Le colloque fut réduit à des proportions encore plus étroites. La reine mère chargea quelques théologiens des deux partis de rédiger un formulaire commun sur la doctrine de la cène. Les cinq délégués catholiques ayant été choisis parmi les plus modérés, parvinrent à se mettre d’accord avec les réformés à l’aide de ces termes vagues que chacun peut interpréter comme il lui plaît.

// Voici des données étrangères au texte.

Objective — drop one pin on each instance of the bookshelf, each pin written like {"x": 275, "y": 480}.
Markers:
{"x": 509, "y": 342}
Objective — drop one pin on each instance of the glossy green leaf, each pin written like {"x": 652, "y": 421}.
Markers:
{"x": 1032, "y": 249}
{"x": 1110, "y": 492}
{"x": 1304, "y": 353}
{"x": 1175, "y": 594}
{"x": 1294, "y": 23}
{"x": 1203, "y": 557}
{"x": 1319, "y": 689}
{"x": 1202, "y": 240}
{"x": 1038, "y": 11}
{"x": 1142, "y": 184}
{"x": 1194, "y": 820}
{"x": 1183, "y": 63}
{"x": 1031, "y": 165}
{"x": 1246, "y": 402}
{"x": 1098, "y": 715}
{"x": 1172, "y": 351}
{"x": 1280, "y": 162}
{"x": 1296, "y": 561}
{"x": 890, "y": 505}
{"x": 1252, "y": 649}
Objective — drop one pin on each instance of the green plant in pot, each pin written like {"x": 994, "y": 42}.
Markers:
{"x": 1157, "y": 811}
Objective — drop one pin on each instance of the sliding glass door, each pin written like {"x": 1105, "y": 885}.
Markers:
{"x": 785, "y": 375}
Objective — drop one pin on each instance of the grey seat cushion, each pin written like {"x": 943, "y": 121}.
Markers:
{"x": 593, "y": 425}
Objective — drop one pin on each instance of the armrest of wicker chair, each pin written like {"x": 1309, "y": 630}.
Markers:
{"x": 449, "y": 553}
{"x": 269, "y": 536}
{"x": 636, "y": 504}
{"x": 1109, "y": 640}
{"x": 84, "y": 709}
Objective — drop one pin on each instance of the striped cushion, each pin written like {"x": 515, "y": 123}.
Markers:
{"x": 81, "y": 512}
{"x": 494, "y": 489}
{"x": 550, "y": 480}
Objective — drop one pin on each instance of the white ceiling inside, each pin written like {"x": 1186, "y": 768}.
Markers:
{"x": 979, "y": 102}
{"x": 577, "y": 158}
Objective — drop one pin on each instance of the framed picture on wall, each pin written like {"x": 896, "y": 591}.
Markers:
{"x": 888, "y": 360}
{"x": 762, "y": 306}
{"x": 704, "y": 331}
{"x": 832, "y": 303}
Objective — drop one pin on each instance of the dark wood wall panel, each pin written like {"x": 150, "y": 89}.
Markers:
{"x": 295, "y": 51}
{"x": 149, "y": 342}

La nouvelle s’en étant répandue à la cour, beaucoup de gens s’en réjouirent, et Catherine de Médicis fit chercher Théodore de Bèze pour lui témoigner son contentement. Le cardinal de Lorraine, ayant lu la formule, parut en être satisfait. Mais l’assemblée du clergé et les docteurs de Sorbonne protestèrent que cette pièce était insuffisante, captieuse, erronée, hérétique ; et pour en finir, ils présentèrent à la reine une confession rédigée dans le sens le plus strictement catholique, en demandant que les ministres, s’ils refusaient de la signer, fussent tenus pour des gens obstinés, séparés de l’Église, et chassés du royaume très chrétien.

Il n’y avait plus rien à débattre dès lors, et le colloque se termina le 9 octobre. Un seul point y fut mis en pleine lumière : c’est que l’espérance de ramener les deux communions à l’unité par des concessions mutuelles était illusoire, et qu’il fallait, ou les faire exterminer l’une par l’autre, ou les faire vivre l’une à côté de l’autre. Cette dernière idée, si peu comprise jusque-là, commença à poindre dans quelques intelligences d’élite, et en particulier dans celle du chancelier l’Hospital, comme nous le verrons bientôt.